E la Giunta Raggi che ruolo ha avuto in questo periodo?
“Qui c'è un problema politico che va posto: la Giunta Raggi ha agevolato la speculazione in varianti a volte demenziali - come lo stadio – utilizzando i professionisti del Comune per cercare di copianificare assieme ai privati e perdendo tempo e risorse per seguire le verie conferenze dei servizi come quella dello stadio della Roma, praticamente un apparato pubblico che si è adoperato nell’ interesse di pochi potenti trascurando e bloccando, di fatto, la piccola architettura dei palazzi e delle case e rallentando l’iter amministrativo per il rilascio dei banali permessi a costruire per opere, per di più, che non comportavano alcun consumo di suolo”.
Giudizio davvero pesante... parliamo di trend urbanistici come la rigenerazione urbana: si può fare senza un nuovo Piano?
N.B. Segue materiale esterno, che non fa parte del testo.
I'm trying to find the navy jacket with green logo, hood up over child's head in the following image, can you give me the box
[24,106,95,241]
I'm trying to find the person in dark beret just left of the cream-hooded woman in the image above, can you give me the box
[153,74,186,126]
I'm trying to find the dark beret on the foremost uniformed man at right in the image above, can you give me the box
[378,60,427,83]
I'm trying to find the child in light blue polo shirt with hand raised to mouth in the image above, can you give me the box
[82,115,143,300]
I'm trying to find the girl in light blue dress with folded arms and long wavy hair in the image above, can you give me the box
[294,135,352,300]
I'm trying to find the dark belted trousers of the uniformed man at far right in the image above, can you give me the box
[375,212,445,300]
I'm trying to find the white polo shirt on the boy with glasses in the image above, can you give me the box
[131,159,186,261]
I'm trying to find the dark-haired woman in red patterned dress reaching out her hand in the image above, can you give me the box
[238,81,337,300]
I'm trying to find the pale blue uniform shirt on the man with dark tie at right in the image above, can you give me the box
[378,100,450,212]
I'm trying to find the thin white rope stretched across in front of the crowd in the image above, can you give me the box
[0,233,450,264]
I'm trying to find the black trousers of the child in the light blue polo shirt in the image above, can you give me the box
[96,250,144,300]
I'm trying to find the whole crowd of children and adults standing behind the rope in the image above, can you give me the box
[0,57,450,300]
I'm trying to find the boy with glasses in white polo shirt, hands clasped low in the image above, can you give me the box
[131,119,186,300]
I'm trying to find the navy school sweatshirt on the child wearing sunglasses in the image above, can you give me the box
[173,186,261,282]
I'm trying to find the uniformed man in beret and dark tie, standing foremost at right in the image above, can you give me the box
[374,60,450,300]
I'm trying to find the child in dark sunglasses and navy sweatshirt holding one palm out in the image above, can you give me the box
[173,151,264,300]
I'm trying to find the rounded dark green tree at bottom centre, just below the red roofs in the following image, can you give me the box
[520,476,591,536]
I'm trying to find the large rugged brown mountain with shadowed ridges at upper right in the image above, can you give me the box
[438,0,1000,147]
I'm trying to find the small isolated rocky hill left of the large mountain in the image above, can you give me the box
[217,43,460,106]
“La rigenerazione urbana può avvenire nelle centralità, qui è indispensabile cambiare la vecchia città degradata, demolendo e ricostruendo con meno uso del suolo. Il vero problema è che se io ho bisogno di cubature le superfici in più non posso sprecarle nelle periferie, le devo utilizzare come premio per chi vuole demolire e ricostruire".
E questo nel Prg non c'è?
“C'era in parte ma non è stato mai programmato con i piani particolareggiati di iniziativa pubblica per dare un assetto urbanistico (come San Lorenzo o Ostiense Marconi) dove abbiamo ancora una città con capannoni, vecchie fabbriche come la Miralanza e parchi mai nati”.
In sintesi, la strada coerente con lo sviluppo della città?
“Prima di di disegnare il nuovo cerchiamo di lavorare sul vecchio e fare i conti su dove mettere la nuova città e scopriremo che è dalla città già costruita male che può partire quella nuova. Lo ripeto: non serve costruire nei terreni intorno alla città”.
Sanvitto, c'è il pericolo di una nuova colata di cemento?
“Sì, perché se prima di rifare il piano non si fanno i conti sulla città che c'è la possibilità che qualcuno preveda nuove urbanizzazioni sui terreni di costruttori amici della nuova amministrazione".